A conquista do primeiro prêmio Esso deu-se pela série de reportagens “Na Fronteira do Fim do Mundo” (1965), publicada na Gazeta de Notícias do Ceará e realizada no Acre, Pará, Rondônia e Roraima. Nela, se debruçou sobre as problemáticas de um país aparentemente esquecido pelo Poder Público, em que o trabalho nos seringais trazia aspectos de escravidão, solidão e miséria.
No ano seguinte, o nome de Rogaciano volta a constar na premiação, contudo sendo condecorado com menção honrosa pela série de reportagens “Boa esperança da miséria”. Assim como o trabalho laureado anteriormente, este, veiculado pelo periódico A Província do Pará, também possuía um viés de cobrança ao Poder Público e de denúncias sobre a situação miserável que viviam comunidades interioranas nas divisas do Maranhão e do Piauí.
Foi em 1967, contudo, que o jornalista figurou novamente como vencedor da láurea. Na conta, mais uma série de matérias, pela Gazeta de Notícias do Ceará: “No mundo amargo do açúcar”, na qual denunciava os horrores vivenciados por trabalhadores nos canaviais pernambucanos.

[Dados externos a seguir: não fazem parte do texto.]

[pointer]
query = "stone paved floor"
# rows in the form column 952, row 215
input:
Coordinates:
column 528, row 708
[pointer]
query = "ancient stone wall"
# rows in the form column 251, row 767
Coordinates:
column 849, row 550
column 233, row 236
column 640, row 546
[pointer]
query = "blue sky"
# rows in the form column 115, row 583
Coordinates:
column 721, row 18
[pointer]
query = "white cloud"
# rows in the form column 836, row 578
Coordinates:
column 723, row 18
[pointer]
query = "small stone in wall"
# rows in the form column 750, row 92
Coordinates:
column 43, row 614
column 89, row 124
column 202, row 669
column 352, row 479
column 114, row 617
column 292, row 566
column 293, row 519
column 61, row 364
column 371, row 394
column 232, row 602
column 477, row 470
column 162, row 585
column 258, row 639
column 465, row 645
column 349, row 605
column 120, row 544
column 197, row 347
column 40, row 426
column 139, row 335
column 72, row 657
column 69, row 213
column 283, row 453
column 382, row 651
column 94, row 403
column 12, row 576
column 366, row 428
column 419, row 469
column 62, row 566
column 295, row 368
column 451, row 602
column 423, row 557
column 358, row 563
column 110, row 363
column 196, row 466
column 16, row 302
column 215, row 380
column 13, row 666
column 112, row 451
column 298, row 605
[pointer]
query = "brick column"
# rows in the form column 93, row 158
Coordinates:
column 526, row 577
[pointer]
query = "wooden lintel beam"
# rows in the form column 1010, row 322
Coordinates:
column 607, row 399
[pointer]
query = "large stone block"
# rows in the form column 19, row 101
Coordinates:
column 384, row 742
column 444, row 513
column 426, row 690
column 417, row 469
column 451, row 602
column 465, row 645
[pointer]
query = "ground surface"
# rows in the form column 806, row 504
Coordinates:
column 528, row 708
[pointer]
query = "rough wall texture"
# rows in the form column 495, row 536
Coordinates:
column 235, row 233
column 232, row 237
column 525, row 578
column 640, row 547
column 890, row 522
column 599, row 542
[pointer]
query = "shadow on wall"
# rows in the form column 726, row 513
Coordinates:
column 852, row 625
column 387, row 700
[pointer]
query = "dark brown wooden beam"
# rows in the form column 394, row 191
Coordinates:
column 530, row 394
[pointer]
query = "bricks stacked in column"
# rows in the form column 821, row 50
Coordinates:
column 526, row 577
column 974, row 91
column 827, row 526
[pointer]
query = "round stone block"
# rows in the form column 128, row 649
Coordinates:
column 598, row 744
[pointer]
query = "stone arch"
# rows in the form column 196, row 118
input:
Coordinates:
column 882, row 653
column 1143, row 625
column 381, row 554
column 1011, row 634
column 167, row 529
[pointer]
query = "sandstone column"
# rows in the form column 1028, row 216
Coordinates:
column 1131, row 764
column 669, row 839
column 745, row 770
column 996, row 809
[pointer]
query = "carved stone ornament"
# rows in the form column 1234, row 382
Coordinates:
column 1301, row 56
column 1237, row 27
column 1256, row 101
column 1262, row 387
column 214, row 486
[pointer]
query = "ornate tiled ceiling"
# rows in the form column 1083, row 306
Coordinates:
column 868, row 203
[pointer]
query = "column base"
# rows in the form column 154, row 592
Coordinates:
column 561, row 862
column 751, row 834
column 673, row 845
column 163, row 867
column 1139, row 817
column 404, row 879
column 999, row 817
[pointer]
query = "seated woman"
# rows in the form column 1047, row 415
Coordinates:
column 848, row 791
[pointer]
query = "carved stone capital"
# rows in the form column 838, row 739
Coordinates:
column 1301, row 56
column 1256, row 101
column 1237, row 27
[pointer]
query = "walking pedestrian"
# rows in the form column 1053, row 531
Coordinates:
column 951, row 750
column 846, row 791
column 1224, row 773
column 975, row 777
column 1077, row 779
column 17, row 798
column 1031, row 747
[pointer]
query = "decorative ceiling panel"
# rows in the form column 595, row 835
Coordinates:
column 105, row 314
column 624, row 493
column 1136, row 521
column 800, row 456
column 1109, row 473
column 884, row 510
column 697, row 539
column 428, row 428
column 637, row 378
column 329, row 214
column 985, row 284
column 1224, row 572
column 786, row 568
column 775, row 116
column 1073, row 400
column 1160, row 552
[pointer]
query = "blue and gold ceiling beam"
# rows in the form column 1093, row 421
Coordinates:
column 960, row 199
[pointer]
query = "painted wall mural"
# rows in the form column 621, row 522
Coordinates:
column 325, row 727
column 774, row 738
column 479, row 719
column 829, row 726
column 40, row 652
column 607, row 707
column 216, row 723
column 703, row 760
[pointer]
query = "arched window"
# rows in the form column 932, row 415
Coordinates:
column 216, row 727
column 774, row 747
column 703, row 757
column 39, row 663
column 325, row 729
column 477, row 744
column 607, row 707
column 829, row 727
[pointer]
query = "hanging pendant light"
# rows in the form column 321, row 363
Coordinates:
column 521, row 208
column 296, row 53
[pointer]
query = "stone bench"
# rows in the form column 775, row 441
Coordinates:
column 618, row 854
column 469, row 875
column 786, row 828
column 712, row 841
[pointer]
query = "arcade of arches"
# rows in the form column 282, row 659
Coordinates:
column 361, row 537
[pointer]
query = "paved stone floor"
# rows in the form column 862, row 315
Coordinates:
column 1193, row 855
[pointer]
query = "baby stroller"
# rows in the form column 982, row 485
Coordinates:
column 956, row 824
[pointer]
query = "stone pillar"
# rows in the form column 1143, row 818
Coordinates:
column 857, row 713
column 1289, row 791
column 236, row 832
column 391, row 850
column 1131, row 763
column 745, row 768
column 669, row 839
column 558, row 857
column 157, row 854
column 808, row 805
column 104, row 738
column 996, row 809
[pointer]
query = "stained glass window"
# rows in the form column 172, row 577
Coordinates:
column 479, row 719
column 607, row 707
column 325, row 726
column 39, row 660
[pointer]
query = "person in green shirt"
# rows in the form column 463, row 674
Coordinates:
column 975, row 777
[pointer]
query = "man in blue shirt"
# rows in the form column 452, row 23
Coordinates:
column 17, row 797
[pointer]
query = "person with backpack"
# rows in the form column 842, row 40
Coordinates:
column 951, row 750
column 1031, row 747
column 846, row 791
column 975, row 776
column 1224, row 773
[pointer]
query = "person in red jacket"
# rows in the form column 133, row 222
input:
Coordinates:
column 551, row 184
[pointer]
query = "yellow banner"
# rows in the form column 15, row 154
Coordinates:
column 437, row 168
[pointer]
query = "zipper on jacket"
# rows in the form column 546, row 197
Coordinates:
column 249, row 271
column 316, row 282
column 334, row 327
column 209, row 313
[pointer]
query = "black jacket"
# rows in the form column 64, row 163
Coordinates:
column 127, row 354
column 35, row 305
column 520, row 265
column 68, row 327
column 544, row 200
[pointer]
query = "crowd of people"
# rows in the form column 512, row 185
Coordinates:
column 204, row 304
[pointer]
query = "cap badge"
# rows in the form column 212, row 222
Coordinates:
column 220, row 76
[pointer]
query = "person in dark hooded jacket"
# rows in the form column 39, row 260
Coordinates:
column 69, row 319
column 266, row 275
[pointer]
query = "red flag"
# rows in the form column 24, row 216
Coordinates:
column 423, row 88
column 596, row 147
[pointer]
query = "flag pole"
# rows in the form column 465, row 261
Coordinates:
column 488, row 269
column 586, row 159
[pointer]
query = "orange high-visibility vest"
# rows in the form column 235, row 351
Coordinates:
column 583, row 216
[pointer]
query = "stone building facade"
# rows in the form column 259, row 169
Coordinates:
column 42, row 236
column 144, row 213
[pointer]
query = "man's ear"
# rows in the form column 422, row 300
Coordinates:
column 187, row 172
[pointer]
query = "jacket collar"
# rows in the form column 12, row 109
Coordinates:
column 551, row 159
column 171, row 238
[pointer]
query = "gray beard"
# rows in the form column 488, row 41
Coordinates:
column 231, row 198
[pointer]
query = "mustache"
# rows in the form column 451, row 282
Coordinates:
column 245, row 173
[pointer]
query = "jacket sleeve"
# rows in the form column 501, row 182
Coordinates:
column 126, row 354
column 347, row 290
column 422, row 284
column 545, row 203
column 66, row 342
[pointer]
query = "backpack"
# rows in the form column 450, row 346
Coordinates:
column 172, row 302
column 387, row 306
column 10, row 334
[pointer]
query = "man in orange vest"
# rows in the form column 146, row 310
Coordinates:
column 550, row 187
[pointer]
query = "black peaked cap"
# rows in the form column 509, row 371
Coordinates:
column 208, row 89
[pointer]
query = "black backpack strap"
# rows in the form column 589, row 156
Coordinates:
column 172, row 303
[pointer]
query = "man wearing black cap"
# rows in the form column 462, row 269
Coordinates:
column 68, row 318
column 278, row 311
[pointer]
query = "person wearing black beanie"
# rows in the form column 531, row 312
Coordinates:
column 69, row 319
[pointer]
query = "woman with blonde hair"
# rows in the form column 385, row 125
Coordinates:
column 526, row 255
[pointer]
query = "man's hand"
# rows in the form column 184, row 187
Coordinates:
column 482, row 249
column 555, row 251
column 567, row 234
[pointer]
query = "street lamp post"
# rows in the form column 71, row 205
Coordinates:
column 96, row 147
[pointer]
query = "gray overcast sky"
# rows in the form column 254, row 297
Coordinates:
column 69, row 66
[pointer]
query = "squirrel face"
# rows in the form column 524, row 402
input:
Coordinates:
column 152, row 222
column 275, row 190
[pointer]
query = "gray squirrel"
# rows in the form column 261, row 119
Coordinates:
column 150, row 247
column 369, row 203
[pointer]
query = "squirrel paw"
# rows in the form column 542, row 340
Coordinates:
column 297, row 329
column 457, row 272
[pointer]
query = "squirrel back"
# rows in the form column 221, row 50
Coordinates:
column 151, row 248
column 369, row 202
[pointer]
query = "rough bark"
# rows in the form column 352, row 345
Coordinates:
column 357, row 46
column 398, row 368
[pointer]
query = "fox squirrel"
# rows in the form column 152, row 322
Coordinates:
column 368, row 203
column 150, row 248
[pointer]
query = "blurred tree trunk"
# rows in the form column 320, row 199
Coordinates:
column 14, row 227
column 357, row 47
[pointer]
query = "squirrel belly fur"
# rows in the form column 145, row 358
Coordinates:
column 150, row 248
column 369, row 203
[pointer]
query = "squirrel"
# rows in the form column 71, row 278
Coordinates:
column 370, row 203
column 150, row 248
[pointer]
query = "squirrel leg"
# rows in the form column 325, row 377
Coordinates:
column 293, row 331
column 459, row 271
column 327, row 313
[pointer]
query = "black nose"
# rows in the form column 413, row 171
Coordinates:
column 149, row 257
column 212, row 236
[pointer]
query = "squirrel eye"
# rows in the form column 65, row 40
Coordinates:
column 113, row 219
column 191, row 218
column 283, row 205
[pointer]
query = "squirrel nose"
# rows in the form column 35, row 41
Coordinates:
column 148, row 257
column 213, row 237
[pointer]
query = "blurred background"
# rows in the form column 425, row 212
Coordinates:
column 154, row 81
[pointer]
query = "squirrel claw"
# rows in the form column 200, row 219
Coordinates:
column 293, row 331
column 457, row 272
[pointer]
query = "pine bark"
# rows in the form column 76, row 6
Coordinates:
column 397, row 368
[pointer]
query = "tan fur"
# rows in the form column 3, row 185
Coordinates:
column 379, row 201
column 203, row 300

Naquele mesmo ano, Rogaciano também concorreu a um prêmio na categoria Informação Científica, com a matéria “O evangelho da monstruosidade”, que investigava uma missão presbiteriana responsável por esterilizar mais de 3 mil mulheres nas regiões do Norte e Nordeste brasileiro. As matérias contavam com depoimentos fortes, que chocaram toda a sociedade da época.
Relevância
Mais importante nome da cantoria cearense em atividade, Geraldo Amâncio escreveu três estrofes em homenagem ao poeta neste centenário, driblando os impedimentos presenciais da pandemia. A última delas inicia assim:
“Ninguém é como ele era,/ No raciocínio humano,/ um outro Rogaciano/ um ser humano não gera./ O Nordeste não espera,/ a natureza não cria”.
Corroborando com o cantador, Helena Roraima Leite enlaça tantas conquistas do pai em fala inspirada, em que rememora os passos dados por Rogaciano Leite em tantas estradas culturais, sobretudo em solo alencarino.
“Pensando nos cearenses, a relevância de se conhecer mais sobre Rogaciano Leite é a mesma de se descobrir os encantamentos da Terra da Luz, vistos pelo olhar de um poeta. Saber como esse pernambucano chegou no Ceará, o que ele viu nesse povo, por que escolheu essas terras para formar sua família, qual foi seu legado para o desenvolvimento do Nordeste e para a cultura do Estado – o que lhe rendeu a homenagem de ter seu nome em uma das principais avenidas de Fortaleza: tudo isso fará com que o cearense descubra um pouco mais da sua terra e da importância de ser Nordestino nas terras de Alencar”.
Paixão de ser daqui já trazida por Rogaciano em crônica de 1946, na qual escreve: “Já estou firmando no Ceará e, mesmo que me botem pra fora, eu não saio. Fico e fico mesmo”.